L'AFRIQUE, ANGLE MORT DU RENSEIGNEMENT FRANÇAIS
« Le capitaine Traoré, on ne l'a pas détecté. » Cet aveu d'un haut responsable du renseignement français résume l'échec cuisant des services secrets hexagonaux face aux bouleversements politiques qui ont secoué le Sahel ces dernières années

(SenePlus) - Un rapport officiel d'une centaine de pages, consulté en exclusivité par Le Point avant sa publication, révèle les importantes lacunes des services de renseignement français dans leur capacité à anticiper les récents bouleversements politiques en Afrique, notamment au Sahel. Ce document, produit par la délégation parlementaire au renseignement qui regroupe huit parlementaires habilités secret-défense, pointe du doigt les "préoccupations sur l'occurrence répétée de renversements de régimes non anticipés" dans plusieurs pays africains où la France a historiquement maintenu une influence importante.
L'audit des services secrets français se penche particulièrement sur trois exemples concrets de renversements de pouvoir que la DGSE (Direction générale de la sécurité extérieure) et la DRM (Direction du renseignement militaire) n'ont pas su correctement prévoir.
Au Mali, bien que "la DGSE dispose de renseignements sur l'intention putschiste en amont des événements" lors du coup d'État du colonel Assimi Goïta le 24 mai 2021, les services n'ont pas réussi à transformer ces informations en actions préventives.
La situation s'est avérée encore plus problématique au Burkina Faso en septembre 2022, où les services français reconnaissent avoir été complètement dépassés lors de la prise de pouvoir du capitaine Ibrahim Traoré. Un responsable d'un service de renseignement confie sans détour aux parlementaires : "Le capitaine Traoré, on ne l'a pas détecté". Le rapport précise que "la spontanéité des événements, au-delà d'un climat pré-insurrectionnel permanent, et le niveau de plus en plus bas des protagonistes dans la hiérarchie font qu'il faudrait descendre de plus en plus bas dans le système pour recueillir du renseignement."
Enfin, au Niger en juillet 2023, l'éviction du président Bazoum par le général Tiani, commandant de la garde présidentielle, a également pris les services français par surprise. Le rapport note toutefois que les protagonistes eux-mêmes "n'avaient eux-mêmes aucune intention putschiste en pénétrant dans les locaux présidentiels".
La délégation parlementaire ne se contente pas de constater les échecs, elle en tire des conclusions sans ambiguïté : "Le constat d'échec – pour les cas avérés susmentionnés – appelle, selon la délégation, les services à une remise en question sur la détection des signaux faibles."
Le rapport met en évidence une "faille dans le renseignement humain sur le commandement intermédiaire et subalterne des forces armées partenaires", révélant l'incapacité des services français à maintenir des sources fiables au sein des échelons intermédiaires des armées africaines, là où se sont fomentés la plupart des récents coups d'État.

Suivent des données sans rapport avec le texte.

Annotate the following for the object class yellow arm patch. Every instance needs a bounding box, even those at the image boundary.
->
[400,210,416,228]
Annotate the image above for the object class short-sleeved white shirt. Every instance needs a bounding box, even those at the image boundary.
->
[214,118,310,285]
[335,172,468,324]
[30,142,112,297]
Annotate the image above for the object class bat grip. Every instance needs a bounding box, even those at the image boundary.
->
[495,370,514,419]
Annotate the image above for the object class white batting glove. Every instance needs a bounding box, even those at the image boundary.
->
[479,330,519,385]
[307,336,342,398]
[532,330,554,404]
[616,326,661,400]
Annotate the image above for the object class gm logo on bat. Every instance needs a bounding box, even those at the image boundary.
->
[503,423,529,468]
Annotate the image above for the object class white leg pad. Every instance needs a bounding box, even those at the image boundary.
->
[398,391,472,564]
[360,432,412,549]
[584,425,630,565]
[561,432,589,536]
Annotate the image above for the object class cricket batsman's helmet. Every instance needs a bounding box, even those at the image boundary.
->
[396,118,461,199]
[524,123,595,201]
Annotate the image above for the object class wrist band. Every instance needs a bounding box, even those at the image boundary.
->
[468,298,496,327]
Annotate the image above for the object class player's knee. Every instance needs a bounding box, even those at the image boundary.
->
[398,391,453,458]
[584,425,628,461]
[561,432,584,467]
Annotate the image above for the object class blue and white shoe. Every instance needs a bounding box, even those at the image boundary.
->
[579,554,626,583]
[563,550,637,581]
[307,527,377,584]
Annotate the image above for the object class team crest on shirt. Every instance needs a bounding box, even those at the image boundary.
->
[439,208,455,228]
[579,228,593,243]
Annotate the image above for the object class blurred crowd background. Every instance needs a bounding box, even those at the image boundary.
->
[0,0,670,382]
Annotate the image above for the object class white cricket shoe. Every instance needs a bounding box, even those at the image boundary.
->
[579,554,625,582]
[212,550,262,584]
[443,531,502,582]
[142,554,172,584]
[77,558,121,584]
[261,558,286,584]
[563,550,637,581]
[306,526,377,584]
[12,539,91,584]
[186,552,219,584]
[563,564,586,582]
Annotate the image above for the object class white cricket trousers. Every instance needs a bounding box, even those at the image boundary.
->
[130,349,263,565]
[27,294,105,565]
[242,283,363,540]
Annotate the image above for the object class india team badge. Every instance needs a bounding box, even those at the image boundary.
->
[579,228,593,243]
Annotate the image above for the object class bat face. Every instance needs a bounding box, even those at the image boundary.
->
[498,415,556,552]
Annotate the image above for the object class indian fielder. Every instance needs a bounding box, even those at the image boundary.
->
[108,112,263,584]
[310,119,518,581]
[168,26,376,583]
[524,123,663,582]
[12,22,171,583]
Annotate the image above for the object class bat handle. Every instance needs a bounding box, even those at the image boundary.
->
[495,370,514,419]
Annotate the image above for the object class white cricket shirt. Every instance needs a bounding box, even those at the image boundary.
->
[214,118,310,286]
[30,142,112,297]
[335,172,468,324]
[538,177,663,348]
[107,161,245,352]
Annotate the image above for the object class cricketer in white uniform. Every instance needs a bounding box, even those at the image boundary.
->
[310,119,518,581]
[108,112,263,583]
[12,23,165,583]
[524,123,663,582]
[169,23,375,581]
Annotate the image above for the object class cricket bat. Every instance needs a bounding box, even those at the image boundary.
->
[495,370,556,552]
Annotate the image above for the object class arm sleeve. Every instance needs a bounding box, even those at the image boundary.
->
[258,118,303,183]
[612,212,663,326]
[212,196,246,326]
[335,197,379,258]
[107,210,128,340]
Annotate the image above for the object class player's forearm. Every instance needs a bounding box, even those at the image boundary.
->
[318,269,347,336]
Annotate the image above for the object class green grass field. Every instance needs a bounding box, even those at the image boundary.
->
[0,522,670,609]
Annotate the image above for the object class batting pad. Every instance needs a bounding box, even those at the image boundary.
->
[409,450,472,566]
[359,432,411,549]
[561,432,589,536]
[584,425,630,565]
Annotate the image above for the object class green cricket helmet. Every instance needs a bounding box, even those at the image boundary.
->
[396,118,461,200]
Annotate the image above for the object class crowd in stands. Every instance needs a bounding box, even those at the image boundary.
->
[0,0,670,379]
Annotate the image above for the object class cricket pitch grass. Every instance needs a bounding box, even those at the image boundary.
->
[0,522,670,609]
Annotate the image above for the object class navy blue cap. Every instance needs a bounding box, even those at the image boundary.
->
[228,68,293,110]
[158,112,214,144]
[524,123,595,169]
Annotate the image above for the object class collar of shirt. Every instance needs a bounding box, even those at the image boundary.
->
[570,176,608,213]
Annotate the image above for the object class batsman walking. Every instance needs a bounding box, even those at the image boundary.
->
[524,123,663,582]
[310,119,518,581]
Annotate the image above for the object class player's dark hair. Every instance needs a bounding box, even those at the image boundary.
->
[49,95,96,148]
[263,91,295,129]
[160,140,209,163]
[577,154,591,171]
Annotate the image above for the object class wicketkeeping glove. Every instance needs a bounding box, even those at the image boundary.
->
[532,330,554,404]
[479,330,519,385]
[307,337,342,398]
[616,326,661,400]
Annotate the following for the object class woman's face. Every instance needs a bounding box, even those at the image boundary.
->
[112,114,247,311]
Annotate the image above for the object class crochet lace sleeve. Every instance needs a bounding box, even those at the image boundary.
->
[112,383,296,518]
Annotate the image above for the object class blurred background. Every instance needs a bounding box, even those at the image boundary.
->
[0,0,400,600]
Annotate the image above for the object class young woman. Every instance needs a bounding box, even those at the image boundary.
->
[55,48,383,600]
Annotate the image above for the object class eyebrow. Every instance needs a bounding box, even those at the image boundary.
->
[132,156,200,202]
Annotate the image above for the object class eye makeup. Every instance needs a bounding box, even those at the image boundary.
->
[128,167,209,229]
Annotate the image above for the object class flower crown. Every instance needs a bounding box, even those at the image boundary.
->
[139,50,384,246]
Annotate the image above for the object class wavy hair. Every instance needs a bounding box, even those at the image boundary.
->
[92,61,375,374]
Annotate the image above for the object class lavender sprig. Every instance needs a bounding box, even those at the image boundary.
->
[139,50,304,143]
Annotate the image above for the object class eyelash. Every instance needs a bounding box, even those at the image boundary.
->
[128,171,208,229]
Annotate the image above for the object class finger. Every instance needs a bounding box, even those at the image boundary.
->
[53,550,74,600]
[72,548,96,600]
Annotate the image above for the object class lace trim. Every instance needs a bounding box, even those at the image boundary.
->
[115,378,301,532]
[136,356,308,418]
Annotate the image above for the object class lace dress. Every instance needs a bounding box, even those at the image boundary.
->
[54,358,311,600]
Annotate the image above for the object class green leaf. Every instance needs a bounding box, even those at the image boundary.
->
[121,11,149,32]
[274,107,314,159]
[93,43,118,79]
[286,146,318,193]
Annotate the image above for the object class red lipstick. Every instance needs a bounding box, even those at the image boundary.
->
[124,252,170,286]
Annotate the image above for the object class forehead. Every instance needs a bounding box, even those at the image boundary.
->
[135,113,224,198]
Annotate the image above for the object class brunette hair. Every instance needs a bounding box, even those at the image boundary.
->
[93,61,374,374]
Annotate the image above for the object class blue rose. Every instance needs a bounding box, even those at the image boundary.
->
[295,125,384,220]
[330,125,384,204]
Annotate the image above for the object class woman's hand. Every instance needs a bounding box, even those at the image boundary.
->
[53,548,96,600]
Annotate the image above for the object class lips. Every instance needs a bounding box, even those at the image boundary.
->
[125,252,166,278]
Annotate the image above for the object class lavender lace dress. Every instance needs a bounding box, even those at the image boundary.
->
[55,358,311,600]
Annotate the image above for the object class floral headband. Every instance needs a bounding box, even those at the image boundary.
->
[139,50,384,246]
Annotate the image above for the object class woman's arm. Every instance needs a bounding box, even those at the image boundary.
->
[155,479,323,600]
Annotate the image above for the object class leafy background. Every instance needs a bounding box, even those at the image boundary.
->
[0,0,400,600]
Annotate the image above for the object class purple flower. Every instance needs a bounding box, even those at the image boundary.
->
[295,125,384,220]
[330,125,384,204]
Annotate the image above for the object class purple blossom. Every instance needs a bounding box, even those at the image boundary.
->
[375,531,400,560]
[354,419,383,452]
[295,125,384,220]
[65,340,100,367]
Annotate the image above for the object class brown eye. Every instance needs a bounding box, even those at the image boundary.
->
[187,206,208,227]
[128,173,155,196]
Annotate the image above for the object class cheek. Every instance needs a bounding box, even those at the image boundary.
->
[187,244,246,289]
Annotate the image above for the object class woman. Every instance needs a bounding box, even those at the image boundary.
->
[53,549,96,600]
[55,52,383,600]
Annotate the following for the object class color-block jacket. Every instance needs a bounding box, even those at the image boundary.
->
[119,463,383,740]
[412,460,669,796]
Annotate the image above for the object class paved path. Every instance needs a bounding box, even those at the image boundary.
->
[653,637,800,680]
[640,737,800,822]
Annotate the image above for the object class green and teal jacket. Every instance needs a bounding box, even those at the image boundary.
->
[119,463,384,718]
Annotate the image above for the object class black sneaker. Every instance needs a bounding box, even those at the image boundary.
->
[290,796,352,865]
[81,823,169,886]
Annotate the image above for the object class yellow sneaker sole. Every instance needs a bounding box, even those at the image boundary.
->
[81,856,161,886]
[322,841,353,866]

Face à ces difficultés et au retrait forcé des forces françaises de l'ensemble du Sahel, les parlementaires soulignent qu'une "nécessaire réarticulation des services de renseignement, notamment de la DGSE, de la DRM et de la DRSD" s'impose désormais.
Le document aborde également d'autres sujets d'importance comme "la guerre cyber, le bilan sécuritaire des JO, l'utilisation des fonds secrets" et le "déclenchement de la guerre en Ukraine", mais la partie concernant les échecs en Afrique révèle particulièrement les difficultés françaises à maintenir son influence dans son ancien pré carré.
Selon Le Point, de nombreuses recommandations sont formulées dans ce rapport, mais la plupart sont classifiées secret-défense et ne peuvent donc pas être divulguées.